You will initially find the workload quite heavy in the downwind leg, as you are required to simultaneously perform three tasks—keep an eye out for traffic, perform your downwind or prelanding checks, and communicate with either the control tower, or the other aircraft (if the control tower is closed). By the time you are ready for your flight test, you must be able to maintain the aircraft within 100’ of the prescribed circuit altitude. Altitude control will initially seem quite a challenge, but you will quickly learn that proper and careful trim is the key, so be sure you practise this and take the time to do this correctly after levelling in the downwind leg.

Approach Sequence in Circuits, Langley Flying School.

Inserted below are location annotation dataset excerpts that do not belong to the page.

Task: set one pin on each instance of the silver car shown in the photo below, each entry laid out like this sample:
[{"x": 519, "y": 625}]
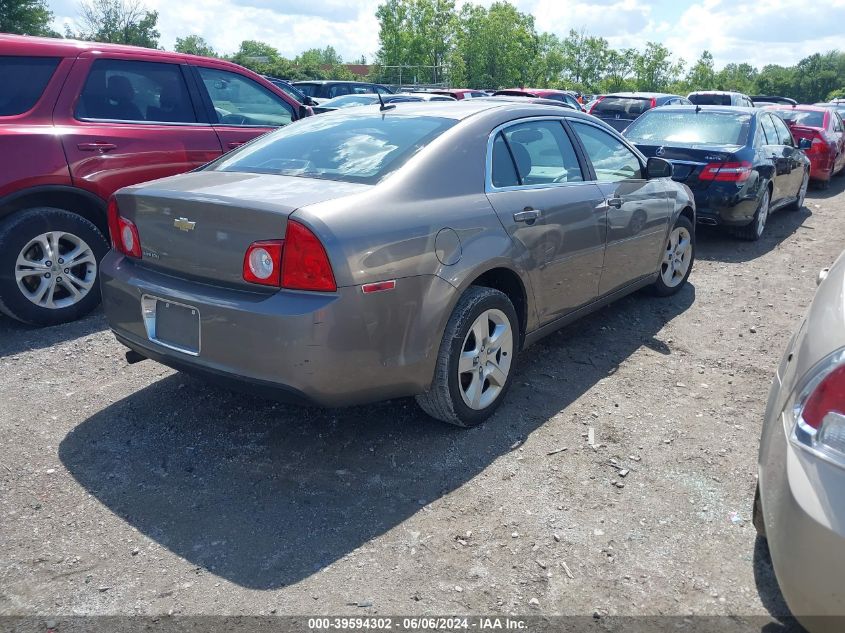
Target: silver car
[
  {"x": 410, "y": 249},
  {"x": 800, "y": 502}
]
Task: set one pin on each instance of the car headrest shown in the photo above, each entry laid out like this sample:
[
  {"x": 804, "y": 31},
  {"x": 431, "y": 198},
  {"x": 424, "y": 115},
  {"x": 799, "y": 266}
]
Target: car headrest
[{"x": 120, "y": 89}]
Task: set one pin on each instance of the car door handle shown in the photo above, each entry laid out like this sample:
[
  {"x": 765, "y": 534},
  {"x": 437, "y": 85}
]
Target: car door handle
[
  {"x": 96, "y": 146},
  {"x": 527, "y": 215}
]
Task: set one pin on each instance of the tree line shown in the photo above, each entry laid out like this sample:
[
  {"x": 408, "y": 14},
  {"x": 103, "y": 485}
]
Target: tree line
[{"x": 431, "y": 41}]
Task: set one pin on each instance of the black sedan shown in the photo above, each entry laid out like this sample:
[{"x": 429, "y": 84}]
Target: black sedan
[{"x": 740, "y": 163}]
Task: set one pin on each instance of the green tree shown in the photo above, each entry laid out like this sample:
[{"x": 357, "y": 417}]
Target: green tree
[
  {"x": 117, "y": 21},
  {"x": 194, "y": 45},
  {"x": 26, "y": 17}
]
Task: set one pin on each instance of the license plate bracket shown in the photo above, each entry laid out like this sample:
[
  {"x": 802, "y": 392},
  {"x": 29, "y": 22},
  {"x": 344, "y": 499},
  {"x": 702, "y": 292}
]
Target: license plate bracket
[{"x": 172, "y": 324}]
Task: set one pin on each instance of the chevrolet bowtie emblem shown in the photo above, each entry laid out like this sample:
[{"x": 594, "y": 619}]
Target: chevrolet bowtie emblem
[{"x": 184, "y": 224}]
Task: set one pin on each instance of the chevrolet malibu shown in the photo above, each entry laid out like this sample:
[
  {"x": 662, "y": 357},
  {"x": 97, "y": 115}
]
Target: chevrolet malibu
[
  {"x": 409, "y": 249},
  {"x": 800, "y": 502}
]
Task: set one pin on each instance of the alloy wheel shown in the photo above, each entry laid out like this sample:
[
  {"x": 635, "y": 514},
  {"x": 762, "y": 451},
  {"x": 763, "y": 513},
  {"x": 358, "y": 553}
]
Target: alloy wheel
[
  {"x": 677, "y": 258},
  {"x": 485, "y": 360},
  {"x": 56, "y": 270}
]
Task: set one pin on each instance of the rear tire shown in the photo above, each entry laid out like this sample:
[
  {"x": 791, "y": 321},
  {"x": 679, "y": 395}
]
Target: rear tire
[
  {"x": 37, "y": 285},
  {"x": 676, "y": 265},
  {"x": 754, "y": 231},
  {"x": 476, "y": 360}
]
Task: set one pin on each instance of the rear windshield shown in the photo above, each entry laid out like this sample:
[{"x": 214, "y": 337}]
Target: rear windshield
[
  {"x": 362, "y": 149},
  {"x": 690, "y": 128},
  {"x": 627, "y": 107},
  {"x": 710, "y": 99},
  {"x": 801, "y": 117},
  {"x": 23, "y": 79}
]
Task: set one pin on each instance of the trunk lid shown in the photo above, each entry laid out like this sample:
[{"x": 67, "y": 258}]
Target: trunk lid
[
  {"x": 689, "y": 160},
  {"x": 198, "y": 226}
]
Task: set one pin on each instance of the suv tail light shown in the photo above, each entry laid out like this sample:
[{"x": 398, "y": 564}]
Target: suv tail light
[
  {"x": 299, "y": 262},
  {"x": 727, "y": 172},
  {"x": 124, "y": 233},
  {"x": 817, "y": 413}
]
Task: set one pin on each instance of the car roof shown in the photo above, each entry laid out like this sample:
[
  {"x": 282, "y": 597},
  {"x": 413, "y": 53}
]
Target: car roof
[
  {"x": 466, "y": 108},
  {"x": 57, "y": 47}
]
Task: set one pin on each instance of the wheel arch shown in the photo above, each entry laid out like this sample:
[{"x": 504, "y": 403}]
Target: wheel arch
[{"x": 71, "y": 199}]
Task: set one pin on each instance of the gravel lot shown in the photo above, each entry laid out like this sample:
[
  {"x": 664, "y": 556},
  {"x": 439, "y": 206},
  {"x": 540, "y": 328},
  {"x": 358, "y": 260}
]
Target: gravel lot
[{"x": 136, "y": 490}]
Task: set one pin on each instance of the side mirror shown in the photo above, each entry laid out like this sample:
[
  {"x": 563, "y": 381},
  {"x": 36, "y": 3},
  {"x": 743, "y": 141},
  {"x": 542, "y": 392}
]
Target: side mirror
[{"x": 658, "y": 168}]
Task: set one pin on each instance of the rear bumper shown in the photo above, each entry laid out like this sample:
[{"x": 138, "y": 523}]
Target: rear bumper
[{"x": 331, "y": 349}]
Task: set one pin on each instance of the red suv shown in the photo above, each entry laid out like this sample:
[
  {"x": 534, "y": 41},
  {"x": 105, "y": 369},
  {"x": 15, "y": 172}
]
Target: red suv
[{"x": 79, "y": 120}]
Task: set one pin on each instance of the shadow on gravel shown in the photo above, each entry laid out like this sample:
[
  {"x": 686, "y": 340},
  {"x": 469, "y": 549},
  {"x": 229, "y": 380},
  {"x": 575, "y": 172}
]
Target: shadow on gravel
[
  {"x": 719, "y": 245},
  {"x": 265, "y": 494},
  {"x": 15, "y": 337},
  {"x": 769, "y": 592}
]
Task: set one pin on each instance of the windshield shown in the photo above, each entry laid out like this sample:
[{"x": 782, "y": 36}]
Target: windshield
[
  {"x": 307, "y": 89},
  {"x": 347, "y": 101},
  {"x": 690, "y": 127},
  {"x": 808, "y": 118},
  {"x": 626, "y": 107},
  {"x": 710, "y": 99},
  {"x": 352, "y": 148}
]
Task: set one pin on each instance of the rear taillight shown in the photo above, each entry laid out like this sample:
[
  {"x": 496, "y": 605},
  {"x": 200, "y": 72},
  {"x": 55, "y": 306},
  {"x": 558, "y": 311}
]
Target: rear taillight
[
  {"x": 727, "y": 172},
  {"x": 263, "y": 263},
  {"x": 305, "y": 264},
  {"x": 299, "y": 262},
  {"x": 124, "y": 234},
  {"x": 817, "y": 413}
]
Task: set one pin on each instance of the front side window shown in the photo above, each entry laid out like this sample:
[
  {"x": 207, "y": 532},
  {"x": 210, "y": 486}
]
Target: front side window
[
  {"x": 611, "y": 159},
  {"x": 354, "y": 148},
  {"x": 125, "y": 90},
  {"x": 784, "y": 135},
  {"x": 238, "y": 100},
  {"x": 23, "y": 80},
  {"x": 543, "y": 153},
  {"x": 769, "y": 130}
]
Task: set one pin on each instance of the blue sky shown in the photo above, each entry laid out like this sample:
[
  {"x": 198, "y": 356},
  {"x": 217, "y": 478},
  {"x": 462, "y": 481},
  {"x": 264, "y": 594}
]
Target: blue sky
[{"x": 774, "y": 31}]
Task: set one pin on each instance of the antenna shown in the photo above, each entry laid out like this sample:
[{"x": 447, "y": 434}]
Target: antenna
[{"x": 384, "y": 106}]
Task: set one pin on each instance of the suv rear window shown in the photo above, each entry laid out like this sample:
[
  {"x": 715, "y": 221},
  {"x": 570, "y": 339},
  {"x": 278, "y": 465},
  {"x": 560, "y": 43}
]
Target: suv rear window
[
  {"x": 23, "y": 80},
  {"x": 689, "y": 127},
  {"x": 626, "y": 106},
  {"x": 353, "y": 148},
  {"x": 710, "y": 99}
]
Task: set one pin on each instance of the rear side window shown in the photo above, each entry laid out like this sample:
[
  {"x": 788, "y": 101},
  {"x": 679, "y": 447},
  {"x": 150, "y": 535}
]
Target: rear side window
[
  {"x": 239, "y": 101},
  {"x": 626, "y": 107},
  {"x": 689, "y": 127},
  {"x": 354, "y": 148},
  {"x": 122, "y": 90},
  {"x": 23, "y": 80},
  {"x": 712, "y": 99}
]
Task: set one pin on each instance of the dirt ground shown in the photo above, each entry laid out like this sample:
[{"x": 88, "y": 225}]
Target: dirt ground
[{"x": 137, "y": 490}]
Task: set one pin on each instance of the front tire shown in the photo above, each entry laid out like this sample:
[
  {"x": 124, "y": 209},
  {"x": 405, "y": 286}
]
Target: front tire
[
  {"x": 754, "y": 231},
  {"x": 476, "y": 359},
  {"x": 678, "y": 257},
  {"x": 49, "y": 264}
]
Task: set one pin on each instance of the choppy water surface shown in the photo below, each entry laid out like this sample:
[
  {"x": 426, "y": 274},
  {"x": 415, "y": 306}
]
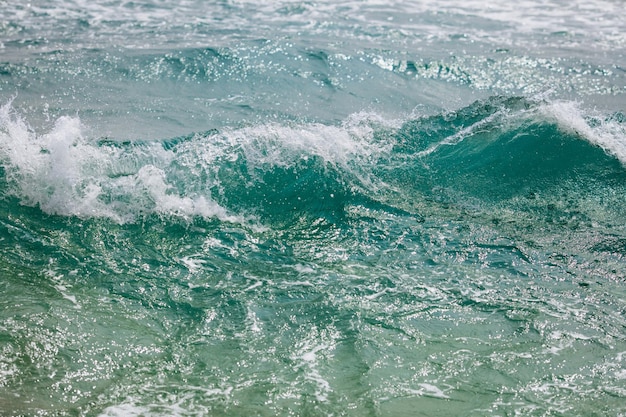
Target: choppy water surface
[{"x": 365, "y": 208}]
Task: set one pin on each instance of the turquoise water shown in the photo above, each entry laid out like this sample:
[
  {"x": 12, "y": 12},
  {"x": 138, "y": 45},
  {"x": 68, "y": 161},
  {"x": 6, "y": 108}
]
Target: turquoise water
[{"x": 312, "y": 209}]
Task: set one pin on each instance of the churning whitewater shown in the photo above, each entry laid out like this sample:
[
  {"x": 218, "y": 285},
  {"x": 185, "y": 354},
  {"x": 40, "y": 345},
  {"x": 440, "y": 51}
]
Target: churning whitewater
[{"x": 312, "y": 209}]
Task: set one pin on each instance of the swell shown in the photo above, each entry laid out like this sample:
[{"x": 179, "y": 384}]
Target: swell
[{"x": 499, "y": 151}]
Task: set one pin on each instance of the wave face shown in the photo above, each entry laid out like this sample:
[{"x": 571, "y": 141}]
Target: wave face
[{"x": 355, "y": 209}]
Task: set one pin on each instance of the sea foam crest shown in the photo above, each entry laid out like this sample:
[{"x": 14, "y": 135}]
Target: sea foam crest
[
  {"x": 607, "y": 133},
  {"x": 64, "y": 173}
]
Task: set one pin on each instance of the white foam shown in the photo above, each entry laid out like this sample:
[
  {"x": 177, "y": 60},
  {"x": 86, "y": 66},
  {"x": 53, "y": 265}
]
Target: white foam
[
  {"x": 64, "y": 173},
  {"x": 608, "y": 134}
]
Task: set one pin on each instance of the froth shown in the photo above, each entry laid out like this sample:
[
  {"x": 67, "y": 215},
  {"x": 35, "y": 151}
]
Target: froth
[
  {"x": 64, "y": 173},
  {"x": 607, "y": 133}
]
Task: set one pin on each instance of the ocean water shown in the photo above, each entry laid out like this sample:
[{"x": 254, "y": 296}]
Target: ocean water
[{"x": 362, "y": 208}]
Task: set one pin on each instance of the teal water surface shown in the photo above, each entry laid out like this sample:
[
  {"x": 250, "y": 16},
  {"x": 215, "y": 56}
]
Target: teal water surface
[{"x": 302, "y": 209}]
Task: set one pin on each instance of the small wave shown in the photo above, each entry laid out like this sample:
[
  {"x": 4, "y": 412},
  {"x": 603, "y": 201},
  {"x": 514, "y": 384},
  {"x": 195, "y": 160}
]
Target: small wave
[{"x": 495, "y": 149}]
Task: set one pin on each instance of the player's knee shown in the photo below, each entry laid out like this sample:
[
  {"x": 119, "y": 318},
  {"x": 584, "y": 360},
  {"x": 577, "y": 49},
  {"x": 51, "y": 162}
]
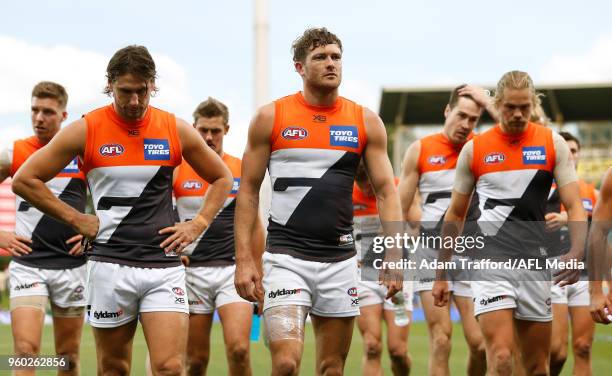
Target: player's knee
[
  {"x": 239, "y": 353},
  {"x": 441, "y": 343},
  {"x": 501, "y": 359},
  {"x": 373, "y": 349},
  {"x": 197, "y": 363},
  {"x": 477, "y": 349},
  {"x": 398, "y": 353},
  {"x": 331, "y": 367},
  {"x": 286, "y": 366},
  {"x": 582, "y": 348},
  {"x": 114, "y": 366},
  {"x": 558, "y": 353},
  {"x": 72, "y": 357},
  {"x": 170, "y": 367},
  {"x": 26, "y": 348}
]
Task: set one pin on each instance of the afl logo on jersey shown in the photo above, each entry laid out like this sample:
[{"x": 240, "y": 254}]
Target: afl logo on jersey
[
  {"x": 587, "y": 204},
  {"x": 294, "y": 133},
  {"x": 437, "y": 160},
  {"x": 344, "y": 135},
  {"x": 111, "y": 150},
  {"x": 156, "y": 149},
  {"x": 73, "y": 167},
  {"x": 192, "y": 185},
  {"x": 235, "y": 186},
  {"x": 495, "y": 158},
  {"x": 534, "y": 155}
]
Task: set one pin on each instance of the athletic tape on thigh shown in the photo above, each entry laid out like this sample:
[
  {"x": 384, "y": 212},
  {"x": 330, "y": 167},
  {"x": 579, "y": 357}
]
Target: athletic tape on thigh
[
  {"x": 66, "y": 312},
  {"x": 34, "y": 301},
  {"x": 285, "y": 322}
]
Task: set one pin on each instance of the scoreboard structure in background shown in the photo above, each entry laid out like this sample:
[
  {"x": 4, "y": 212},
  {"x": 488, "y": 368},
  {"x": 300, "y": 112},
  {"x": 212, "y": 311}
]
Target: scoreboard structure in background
[
  {"x": 7, "y": 210},
  {"x": 583, "y": 110}
]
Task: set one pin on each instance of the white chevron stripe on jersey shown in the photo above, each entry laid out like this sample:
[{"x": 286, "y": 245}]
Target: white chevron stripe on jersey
[
  {"x": 434, "y": 182},
  {"x": 27, "y": 220},
  {"x": 296, "y": 163},
  {"x": 502, "y": 185},
  {"x": 117, "y": 181},
  {"x": 188, "y": 206}
]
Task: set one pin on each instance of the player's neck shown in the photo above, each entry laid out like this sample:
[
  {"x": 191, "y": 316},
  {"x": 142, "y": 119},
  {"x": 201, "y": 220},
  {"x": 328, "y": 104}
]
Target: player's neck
[
  {"x": 513, "y": 130},
  {"x": 365, "y": 187},
  {"x": 320, "y": 98}
]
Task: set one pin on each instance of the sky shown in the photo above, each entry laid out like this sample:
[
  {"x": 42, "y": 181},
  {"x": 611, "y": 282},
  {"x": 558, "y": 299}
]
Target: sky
[{"x": 205, "y": 48}]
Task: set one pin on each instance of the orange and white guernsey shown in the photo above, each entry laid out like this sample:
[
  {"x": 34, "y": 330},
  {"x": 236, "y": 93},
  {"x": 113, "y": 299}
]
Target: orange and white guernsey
[
  {"x": 436, "y": 166},
  {"x": 366, "y": 218},
  {"x": 513, "y": 175},
  {"x": 314, "y": 155},
  {"x": 129, "y": 169},
  {"x": 215, "y": 246},
  {"x": 49, "y": 248},
  {"x": 367, "y": 221}
]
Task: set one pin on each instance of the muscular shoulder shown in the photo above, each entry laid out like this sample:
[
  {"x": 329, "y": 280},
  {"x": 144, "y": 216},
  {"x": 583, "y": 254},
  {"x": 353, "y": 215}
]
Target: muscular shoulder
[{"x": 262, "y": 124}]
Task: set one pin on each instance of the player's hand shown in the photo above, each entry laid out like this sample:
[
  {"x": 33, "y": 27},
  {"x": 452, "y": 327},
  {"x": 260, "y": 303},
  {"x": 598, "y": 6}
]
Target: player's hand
[
  {"x": 77, "y": 248},
  {"x": 87, "y": 225},
  {"x": 392, "y": 279},
  {"x": 16, "y": 245},
  {"x": 554, "y": 221},
  {"x": 185, "y": 260},
  {"x": 181, "y": 235},
  {"x": 248, "y": 281},
  {"x": 480, "y": 95},
  {"x": 440, "y": 293},
  {"x": 601, "y": 307},
  {"x": 567, "y": 276}
]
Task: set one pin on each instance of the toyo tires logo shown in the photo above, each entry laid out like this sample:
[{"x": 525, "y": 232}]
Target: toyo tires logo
[
  {"x": 294, "y": 133},
  {"x": 111, "y": 150}
]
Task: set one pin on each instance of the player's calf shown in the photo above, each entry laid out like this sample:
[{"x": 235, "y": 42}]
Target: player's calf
[
  {"x": 197, "y": 362},
  {"x": 238, "y": 358}
]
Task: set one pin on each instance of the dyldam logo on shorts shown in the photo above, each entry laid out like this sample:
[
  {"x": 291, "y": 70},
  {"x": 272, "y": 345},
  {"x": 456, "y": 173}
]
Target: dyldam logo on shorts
[
  {"x": 26, "y": 286},
  {"x": 283, "y": 292},
  {"x": 108, "y": 314},
  {"x": 485, "y": 301}
]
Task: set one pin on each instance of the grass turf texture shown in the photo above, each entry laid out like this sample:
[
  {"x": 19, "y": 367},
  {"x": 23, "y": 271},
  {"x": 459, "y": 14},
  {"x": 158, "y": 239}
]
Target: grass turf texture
[{"x": 260, "y": 358}]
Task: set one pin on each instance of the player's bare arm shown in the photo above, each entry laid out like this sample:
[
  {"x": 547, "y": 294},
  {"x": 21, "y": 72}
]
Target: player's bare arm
[
  {"x": 211, "y": 168},
  {"x": 599, "y": 269},
  {"x": 569, "y": 192},
  {"x": 42, "y": 166},
  {"x": 455, "y": 218},
  {"x": 409, "y": 178},
  {"x": 380, "y": 173},
  {"x": 16, "y": 245},
  {"x": 254, "y": 162}
]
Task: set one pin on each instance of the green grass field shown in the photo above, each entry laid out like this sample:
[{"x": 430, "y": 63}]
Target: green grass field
[{"x": 260, "y": 360}]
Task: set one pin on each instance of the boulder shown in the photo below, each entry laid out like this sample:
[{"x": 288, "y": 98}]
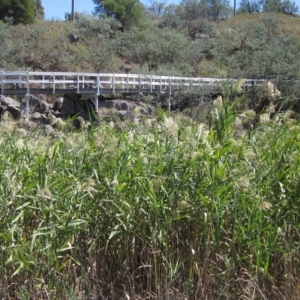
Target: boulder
[
  {"x": 7, "y": 101},
  {"x": 68, "y": 107},
  {"x": 14, "y": 111}
]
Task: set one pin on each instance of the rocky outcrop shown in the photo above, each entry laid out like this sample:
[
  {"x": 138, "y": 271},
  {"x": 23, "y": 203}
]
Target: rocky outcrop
[
  {"x": 75, "y": 106},
  {"x": 10, "y": 105}
]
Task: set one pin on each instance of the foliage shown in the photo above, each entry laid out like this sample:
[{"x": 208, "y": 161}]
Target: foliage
[
  {"x": 22, "y": 11},
  {"x": 128, "y": 12},
  {"x": 153, "y": 47}
]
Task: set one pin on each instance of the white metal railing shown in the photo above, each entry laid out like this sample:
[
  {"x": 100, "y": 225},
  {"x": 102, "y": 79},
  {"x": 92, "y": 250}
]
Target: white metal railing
[
  {"x": 97, "y": 83},
  {"x": 104, "y": 81}
]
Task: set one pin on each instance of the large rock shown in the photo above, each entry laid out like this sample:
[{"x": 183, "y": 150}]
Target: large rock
[
  {"x": 7, "y": 101},
  {"x": 68, "y": 107}
]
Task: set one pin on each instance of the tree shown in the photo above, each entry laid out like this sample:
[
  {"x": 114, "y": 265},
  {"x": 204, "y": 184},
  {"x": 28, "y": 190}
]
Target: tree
[
  {"x": 21, "y": 11},
  {"x": 153, "y": 47},
  {"x": 39, "y": 10},
  {"x": 128, "y": 12}
]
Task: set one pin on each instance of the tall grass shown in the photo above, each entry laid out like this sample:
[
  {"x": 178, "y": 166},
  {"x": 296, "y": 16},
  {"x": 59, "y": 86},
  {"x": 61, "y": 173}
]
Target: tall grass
[{"x": 178, "y": 210}]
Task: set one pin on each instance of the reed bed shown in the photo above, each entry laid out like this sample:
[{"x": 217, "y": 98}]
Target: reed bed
[{"x": 175, "y": 210}]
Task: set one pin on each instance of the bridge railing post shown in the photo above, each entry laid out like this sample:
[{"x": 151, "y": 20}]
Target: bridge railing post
[
  {"x": 27, "y": 105},
  {"x": 28, "y": 88},
  {"x": 169, "y": 98},
  {"x": 98, "y": 84},
  {"x": 2, "y": 84},
  {"x": 114, "y": 80},
  {"x": 53, "y": 87},
  {"x": 77, "y": 83}
]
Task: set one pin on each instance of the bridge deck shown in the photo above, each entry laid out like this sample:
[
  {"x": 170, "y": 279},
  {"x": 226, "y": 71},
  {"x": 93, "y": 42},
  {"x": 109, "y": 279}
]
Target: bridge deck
[
  {"x": 19, "y": 82},
  {"x": 95, "y": 84}
]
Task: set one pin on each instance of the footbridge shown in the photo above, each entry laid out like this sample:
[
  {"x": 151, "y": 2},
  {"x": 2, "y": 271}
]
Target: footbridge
[{"x": 94, "y": 84}]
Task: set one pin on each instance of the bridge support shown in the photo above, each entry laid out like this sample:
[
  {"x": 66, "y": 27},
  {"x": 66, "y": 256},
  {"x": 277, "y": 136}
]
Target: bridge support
[
  {"x": 27, "y": 96},
  {"x": 95, "y": 102}
]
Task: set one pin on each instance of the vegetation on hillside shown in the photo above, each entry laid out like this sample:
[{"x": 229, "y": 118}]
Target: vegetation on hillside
[
  {"x": 157, "y": 209},
  {"x": 175, "y": 210},
  {"x": 187, "y": 39}
]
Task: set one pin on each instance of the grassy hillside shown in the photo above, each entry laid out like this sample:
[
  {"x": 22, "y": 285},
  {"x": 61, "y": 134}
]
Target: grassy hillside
[{"x": 168, "y": 209}]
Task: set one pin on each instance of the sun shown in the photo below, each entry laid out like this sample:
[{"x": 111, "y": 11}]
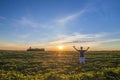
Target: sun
[{"x": 60, "y": 47}]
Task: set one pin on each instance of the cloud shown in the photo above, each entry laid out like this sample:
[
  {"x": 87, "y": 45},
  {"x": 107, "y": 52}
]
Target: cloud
[
  {"x": 28, "y": 23},
  {"x": 1, "y": 17},
  {"x": 77, "y": 38},
  {"x": 70, "y": 17}
]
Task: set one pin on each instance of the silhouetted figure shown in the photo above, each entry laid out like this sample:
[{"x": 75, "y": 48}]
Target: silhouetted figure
[{"x": 81, "y": 51}]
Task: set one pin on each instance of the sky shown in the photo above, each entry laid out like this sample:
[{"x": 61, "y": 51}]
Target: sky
[{"x": 49, "y": 23}]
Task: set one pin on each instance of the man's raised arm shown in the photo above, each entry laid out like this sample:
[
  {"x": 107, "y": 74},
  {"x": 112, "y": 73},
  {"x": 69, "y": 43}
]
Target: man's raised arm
[{"x": 75, "y": 48}]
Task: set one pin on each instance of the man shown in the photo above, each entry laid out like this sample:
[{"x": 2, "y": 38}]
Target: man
[{"x": 82, "y": 52}]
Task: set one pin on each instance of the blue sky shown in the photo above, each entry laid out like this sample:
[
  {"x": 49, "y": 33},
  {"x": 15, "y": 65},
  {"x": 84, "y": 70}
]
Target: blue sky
[{"x": 48, "y": 23}]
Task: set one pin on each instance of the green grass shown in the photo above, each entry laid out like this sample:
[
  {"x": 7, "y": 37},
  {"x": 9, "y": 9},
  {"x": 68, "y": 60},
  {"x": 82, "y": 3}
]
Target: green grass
[{"x": 35, "y": 65}]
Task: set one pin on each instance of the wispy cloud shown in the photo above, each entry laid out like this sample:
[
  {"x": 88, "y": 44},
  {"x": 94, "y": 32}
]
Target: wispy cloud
[
  {"x": 77, "y": 38},
  {"x": 28, "y": 22},
  {"x": 1, "y": 17},
  {"x": 70, "y": 17}
]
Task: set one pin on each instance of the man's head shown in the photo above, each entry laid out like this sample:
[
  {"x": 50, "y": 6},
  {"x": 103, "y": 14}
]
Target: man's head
[{"x": 81, "y": 48}]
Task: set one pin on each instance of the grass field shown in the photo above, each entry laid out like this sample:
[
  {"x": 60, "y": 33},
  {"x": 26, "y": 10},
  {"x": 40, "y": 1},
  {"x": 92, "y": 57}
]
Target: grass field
[{"x": 35, "y": 65}]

The descent for landing should be initiated when the runway threshold appears behind the trailing edge of the wing. Begin by retarding the throttle to 1700 RPM (this is a good reference power setting from which you can make later adjustment in accordance with wind and traffic conditions). As the throttle is changed, yaw control with rudder will be required (in this case left rudder), and you must simultaneously make pitch adjustments to keep the aircraft level. Your goal should be not to allow the aircraft to descend from downwind leg until the airspeed decelerates to the initial approach or base leg speed of 80 MPH. After the throttle is reduced to 1700 RPM the right hand should then select the initial flap setting—in most cases 25° flap. Immediately after the flap is set, the right hand should then adjust the trim to maintain the 80 MPH in the descent.

Speed control on Final Approach--Visual References. Langley Flying School.

As the aircraft begins to descend, a turn should be maintained from the downwind leg to the base leg. Like the crosswind leg, the tracking should be 90° to the runway. Begin immediately judging the correctness of the glidepath by looking for the ground area that remains fixed in your field of vision.

Avoid chasing the airspeed indicator and instead concentrate generally on flying the correct pitch attitude that will produce 80 MPH, only crosschecking the airspeed indicator periodically. Remember that the glidepath adjustments (i.e., decreasing, or increasing the rate of descent) are made with power adjustments and not pitch (as was the case when you were practising slow flight). Pitch of course controls airspeed. Nevertheless, pitch and power are intertwined with respect to overall performance. If you change the power setting, you will have to make an ever so slight change in pitch whereby a power decrease will require increased nose-down pitch, and a power increase will require increased nose-up pitch. Problems and frustration occur when students make power changes that are too radical—although these too are sometimes unavoidable. You will achieve the greatest success if you adjust your glideslope through the use of early and minimal power changes. Power adjustments, if necessary, are therefore gradual and gentle. This is crucial as it allows the left hand to keep up with pitch adjustments that will produce the correct speed—and, quite simply, correct speed is everything in landing an aircraft properly.